Un tournant qui dérange à Eurosatory
Renault fait parler de lui, mais pour les mauvaises raisons. Cette semaine, lors du salon Eurosatory, le constructeur automobile français a annoncé deux projets en partenariat avec Thales, le groupe de défense français : la production de véhicules multimissions servant de postes de commandement mobile, et surtout, la fabrication en série du drone explosif « Toutatis » à partir de 2027.
Une orientation qui a provoqué une levée de boucliers immédiate : le syndicat CGT de Renault a protesté jeudi contre ces projets, estimant que le groupe s’éloigne de sa vocation originelle.
« Fabriquer des voitures, pas des armes »

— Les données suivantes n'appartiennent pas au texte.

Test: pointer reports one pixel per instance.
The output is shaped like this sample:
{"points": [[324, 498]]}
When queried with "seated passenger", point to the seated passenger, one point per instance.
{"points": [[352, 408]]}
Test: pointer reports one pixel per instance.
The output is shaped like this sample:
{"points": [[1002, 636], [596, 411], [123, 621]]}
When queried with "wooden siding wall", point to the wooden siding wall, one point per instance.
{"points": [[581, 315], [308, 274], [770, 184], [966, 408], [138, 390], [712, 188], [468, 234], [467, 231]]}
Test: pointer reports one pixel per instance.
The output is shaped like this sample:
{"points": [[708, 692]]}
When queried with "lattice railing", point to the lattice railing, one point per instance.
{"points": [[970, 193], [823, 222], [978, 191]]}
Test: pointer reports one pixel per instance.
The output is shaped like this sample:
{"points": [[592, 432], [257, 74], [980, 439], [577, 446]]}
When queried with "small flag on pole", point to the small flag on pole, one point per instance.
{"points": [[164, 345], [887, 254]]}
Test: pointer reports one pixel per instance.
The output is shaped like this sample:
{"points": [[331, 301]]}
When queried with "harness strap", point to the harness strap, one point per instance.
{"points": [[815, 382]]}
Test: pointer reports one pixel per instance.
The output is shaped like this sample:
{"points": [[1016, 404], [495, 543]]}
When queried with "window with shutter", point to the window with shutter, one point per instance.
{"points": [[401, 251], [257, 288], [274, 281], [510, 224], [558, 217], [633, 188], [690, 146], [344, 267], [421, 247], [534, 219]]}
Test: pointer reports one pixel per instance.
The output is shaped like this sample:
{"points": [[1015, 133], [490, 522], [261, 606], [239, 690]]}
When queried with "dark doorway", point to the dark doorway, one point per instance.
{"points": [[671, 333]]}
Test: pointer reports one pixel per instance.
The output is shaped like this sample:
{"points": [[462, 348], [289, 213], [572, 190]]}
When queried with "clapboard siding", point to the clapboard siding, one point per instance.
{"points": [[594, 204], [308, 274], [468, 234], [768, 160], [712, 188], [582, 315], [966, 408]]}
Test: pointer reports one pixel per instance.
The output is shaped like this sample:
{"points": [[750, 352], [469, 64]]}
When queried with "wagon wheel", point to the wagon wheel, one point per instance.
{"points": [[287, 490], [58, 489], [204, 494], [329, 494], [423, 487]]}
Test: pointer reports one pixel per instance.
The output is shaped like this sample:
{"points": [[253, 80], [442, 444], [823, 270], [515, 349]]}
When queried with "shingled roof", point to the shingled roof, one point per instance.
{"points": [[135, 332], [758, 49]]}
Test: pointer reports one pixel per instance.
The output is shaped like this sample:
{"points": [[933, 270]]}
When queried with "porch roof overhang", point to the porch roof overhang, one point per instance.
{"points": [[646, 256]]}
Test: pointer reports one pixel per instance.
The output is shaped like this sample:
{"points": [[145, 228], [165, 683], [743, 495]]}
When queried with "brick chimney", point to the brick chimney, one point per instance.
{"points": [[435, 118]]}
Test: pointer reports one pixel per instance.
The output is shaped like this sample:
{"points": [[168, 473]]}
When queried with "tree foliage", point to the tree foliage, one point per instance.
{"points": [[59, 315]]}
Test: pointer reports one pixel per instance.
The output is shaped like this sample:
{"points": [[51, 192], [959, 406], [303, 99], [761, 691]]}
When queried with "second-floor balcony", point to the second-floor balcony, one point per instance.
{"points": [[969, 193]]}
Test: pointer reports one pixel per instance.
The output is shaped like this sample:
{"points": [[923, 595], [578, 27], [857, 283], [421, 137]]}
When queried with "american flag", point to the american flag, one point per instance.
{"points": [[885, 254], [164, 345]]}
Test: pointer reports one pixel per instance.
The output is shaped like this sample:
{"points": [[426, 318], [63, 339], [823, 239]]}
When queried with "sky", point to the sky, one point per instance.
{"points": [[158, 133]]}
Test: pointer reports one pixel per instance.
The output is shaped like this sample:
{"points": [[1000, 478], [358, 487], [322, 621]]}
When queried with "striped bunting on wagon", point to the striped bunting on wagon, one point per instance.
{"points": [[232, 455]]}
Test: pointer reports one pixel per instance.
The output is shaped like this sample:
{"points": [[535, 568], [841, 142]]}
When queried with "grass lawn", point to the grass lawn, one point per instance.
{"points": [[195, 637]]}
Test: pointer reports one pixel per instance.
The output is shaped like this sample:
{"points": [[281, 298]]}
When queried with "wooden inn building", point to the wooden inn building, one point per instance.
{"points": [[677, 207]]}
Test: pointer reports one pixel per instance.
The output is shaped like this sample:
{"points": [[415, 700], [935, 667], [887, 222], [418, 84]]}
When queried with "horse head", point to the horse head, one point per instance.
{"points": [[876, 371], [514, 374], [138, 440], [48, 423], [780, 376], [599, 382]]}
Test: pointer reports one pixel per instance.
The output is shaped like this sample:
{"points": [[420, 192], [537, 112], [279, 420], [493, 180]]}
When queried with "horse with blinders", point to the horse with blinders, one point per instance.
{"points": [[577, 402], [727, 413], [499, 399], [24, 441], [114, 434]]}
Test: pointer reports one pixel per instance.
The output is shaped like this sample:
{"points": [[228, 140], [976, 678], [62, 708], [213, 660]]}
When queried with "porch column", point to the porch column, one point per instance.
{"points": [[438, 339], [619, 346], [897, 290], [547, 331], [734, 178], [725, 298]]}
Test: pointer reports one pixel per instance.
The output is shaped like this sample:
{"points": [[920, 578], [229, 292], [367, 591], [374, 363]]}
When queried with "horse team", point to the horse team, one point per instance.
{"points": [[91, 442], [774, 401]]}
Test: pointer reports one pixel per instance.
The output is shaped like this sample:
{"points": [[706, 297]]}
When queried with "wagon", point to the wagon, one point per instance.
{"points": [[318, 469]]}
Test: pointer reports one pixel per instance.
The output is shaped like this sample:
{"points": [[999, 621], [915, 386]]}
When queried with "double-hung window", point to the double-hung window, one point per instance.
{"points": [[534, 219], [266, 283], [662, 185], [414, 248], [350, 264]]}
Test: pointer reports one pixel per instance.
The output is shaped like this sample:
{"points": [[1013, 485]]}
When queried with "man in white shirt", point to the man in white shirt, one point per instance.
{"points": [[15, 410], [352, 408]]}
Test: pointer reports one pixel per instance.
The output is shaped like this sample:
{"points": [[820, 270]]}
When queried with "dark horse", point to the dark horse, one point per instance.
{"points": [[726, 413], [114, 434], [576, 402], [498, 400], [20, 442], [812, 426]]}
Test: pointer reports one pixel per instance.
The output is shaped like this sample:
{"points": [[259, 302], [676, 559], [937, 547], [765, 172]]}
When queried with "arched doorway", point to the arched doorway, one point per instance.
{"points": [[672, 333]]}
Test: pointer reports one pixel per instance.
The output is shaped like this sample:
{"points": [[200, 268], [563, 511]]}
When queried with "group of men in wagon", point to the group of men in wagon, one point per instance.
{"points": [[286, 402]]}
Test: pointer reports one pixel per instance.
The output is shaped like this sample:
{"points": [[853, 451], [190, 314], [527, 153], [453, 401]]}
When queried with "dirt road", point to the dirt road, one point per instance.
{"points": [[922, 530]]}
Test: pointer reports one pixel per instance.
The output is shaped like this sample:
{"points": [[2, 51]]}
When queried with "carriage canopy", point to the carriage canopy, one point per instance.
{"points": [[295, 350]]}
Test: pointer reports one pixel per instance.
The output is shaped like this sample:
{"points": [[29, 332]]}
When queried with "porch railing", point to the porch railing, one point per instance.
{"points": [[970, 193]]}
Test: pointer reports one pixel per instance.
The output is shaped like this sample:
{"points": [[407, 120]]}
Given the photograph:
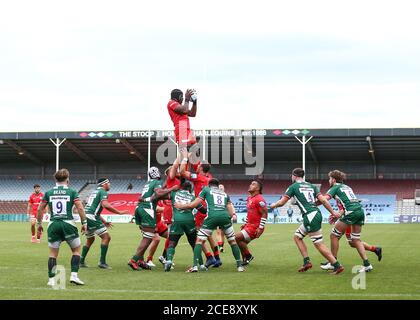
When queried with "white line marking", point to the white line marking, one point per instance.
{"points": [[259, 294]]}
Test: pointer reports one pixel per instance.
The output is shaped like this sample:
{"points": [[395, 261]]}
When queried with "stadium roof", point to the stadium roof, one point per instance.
{"points": [[399, 144]]}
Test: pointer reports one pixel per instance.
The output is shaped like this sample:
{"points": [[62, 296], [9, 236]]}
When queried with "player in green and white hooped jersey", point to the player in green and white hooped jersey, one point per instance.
{"points": [[62, 227], [145, 216], [306, 195], [182, 223], [352, 215], [219, 213], [97, 201]]}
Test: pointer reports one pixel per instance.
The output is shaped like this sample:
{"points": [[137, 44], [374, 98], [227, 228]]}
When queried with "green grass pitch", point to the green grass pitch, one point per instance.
{"points": [[272, 275]]}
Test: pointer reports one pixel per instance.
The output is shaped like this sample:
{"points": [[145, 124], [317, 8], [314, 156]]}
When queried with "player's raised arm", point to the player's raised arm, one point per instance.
{"points": [[188, 206], [280, 203], [327, 196], [28, 210], [39, 215], [79, 206], [105, 204], [174, 168], [184, 108], [161, 193], [192, 113], [327, 205]]}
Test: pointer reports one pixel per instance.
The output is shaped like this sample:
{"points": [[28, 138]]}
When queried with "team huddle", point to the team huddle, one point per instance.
{"points": [[190, 201]]}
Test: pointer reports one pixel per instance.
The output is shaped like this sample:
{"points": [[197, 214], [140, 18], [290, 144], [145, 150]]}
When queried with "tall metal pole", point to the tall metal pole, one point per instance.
{"points": [[149, 139], [204, 144], [57, 155], [304, 153], [57, 144], [303, 142]]}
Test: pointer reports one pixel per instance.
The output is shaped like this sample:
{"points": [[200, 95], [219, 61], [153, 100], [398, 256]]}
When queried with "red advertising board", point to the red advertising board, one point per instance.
{"points": [[123, 201]]}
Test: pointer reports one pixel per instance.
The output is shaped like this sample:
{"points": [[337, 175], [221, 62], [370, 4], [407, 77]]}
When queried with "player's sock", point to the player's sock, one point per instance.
{"points": [[197, 253], [85, 250], [75, 263], [165, 250], [371, 248], [52, 262], [170, 253], [216, 252], [237, 254], [104, 250]]}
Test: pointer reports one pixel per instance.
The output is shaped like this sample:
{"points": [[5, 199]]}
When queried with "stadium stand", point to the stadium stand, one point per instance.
{"points": [[21, 189], [394, 170], [13, 207]]}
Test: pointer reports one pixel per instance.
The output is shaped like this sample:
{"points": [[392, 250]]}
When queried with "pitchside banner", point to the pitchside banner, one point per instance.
{"points": [[412, 218], [378, 208]]}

Le message de la CGT est clair et direct : « Chez Renault pour fabriquer des voitures, pas des armes ». Au-delà du slogan percutant, c’est une vraie interrogation qui émerge. Un constructeur automobile doit-il se reconvertir en équipementier militaire ? La question mérite débat.
Pour nos lecteurs aquitains attachés aux emplois de qualité et à la spécialisation productive de nos territoires, c’est une question centrale. Renault, c’est une histoire française, une histoire régionale. L’usine Renault, c’est du savoir-faire automobile, de l’excellence civile reconnue mondialement.

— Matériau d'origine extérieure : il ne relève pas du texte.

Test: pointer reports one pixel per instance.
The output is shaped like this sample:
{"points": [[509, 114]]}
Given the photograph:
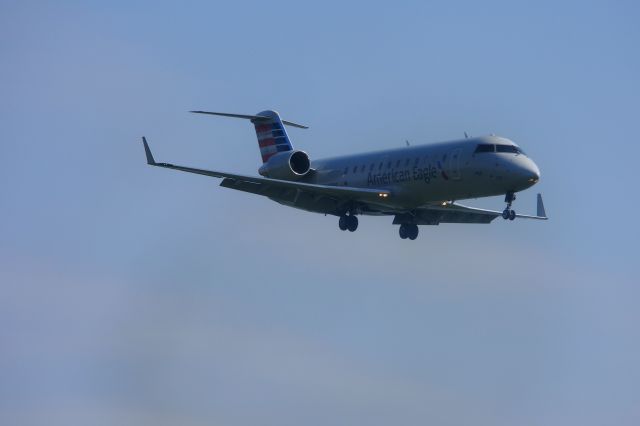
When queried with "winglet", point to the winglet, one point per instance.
{"points": [[541, 212], [147, 151]]}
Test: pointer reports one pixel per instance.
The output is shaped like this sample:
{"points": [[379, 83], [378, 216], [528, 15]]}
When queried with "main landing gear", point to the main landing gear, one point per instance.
{"points": [[508, 212], [408, 230], [349, 222]]}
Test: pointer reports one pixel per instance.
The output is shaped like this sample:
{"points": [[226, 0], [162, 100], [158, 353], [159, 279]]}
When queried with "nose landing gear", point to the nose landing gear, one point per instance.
{"points": [[349, 222], [408, 230], [508, 212]]}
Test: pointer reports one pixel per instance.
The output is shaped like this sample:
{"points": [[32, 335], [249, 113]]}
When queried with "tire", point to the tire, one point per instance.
{"points": [[343, 223], [352, 223], [413, 232]]}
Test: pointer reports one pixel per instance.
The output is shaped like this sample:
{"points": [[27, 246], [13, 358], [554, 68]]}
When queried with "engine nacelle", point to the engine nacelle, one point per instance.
{"points": [[288, 165]]}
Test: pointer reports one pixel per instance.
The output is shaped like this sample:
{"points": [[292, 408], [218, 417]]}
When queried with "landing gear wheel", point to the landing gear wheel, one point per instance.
{"points": [[408, 230], [404, 233], [343, 223], [352, 223], [413, 232]]}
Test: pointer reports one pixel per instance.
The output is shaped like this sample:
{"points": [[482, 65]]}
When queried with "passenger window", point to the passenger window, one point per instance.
{"points": [[484, 147], [509, 148]]}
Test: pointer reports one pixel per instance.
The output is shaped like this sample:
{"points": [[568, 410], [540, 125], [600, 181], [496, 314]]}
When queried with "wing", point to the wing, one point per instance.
{"points": [[270, 187], [458, 213]]}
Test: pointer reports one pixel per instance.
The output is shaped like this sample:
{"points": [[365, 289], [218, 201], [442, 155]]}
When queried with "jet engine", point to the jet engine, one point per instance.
{"points": [[288, 165]]}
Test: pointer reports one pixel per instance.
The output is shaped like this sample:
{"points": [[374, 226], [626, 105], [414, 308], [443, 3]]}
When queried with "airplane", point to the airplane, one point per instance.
{"points": [[416, 184]]}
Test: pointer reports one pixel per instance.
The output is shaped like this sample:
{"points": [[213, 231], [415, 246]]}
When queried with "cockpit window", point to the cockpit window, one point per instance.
{"points": [[509, 148], [485, 147]]}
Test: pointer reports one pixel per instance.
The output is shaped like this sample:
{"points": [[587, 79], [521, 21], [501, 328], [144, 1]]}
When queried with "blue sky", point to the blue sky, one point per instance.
{"points": [[135, 295]]}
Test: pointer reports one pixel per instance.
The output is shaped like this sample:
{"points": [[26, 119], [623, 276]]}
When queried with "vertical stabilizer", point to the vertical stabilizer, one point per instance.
{"points": [[540, 210], [272, 136]]}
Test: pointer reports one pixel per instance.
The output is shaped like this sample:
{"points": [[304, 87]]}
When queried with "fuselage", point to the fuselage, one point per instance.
{"points": [[426, 174]]}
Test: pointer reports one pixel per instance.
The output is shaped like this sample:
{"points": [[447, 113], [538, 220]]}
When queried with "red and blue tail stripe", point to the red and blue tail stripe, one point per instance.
{"points": [[272, 137]]}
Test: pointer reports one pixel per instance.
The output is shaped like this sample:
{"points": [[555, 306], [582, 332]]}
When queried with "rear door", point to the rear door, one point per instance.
{"points": [[454, 164]]}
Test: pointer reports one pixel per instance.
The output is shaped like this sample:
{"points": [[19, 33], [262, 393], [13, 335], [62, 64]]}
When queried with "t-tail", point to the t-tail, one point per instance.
{"points": [[272, 136]]}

Souveraineté oui, mais sans perdre l’âme des territoires
Bien sûr, la souveraineté industrielle française et la capacité de défense comptent. Personne n’en doute ici. Mais il y a une différence entre contribuer à la défense nationale par des partenariats ponctuels et basculer son ADN productif vers le militaire.
Renault n’est pas Thales. L’automobile française a besoin de ses champions civils pour affronter la compétition mondiale sur les véhicules électriques, autonomes, connectés. Disperser les capacités industrielles, fragmenter l’attention stratégique, c’est prendre un risque.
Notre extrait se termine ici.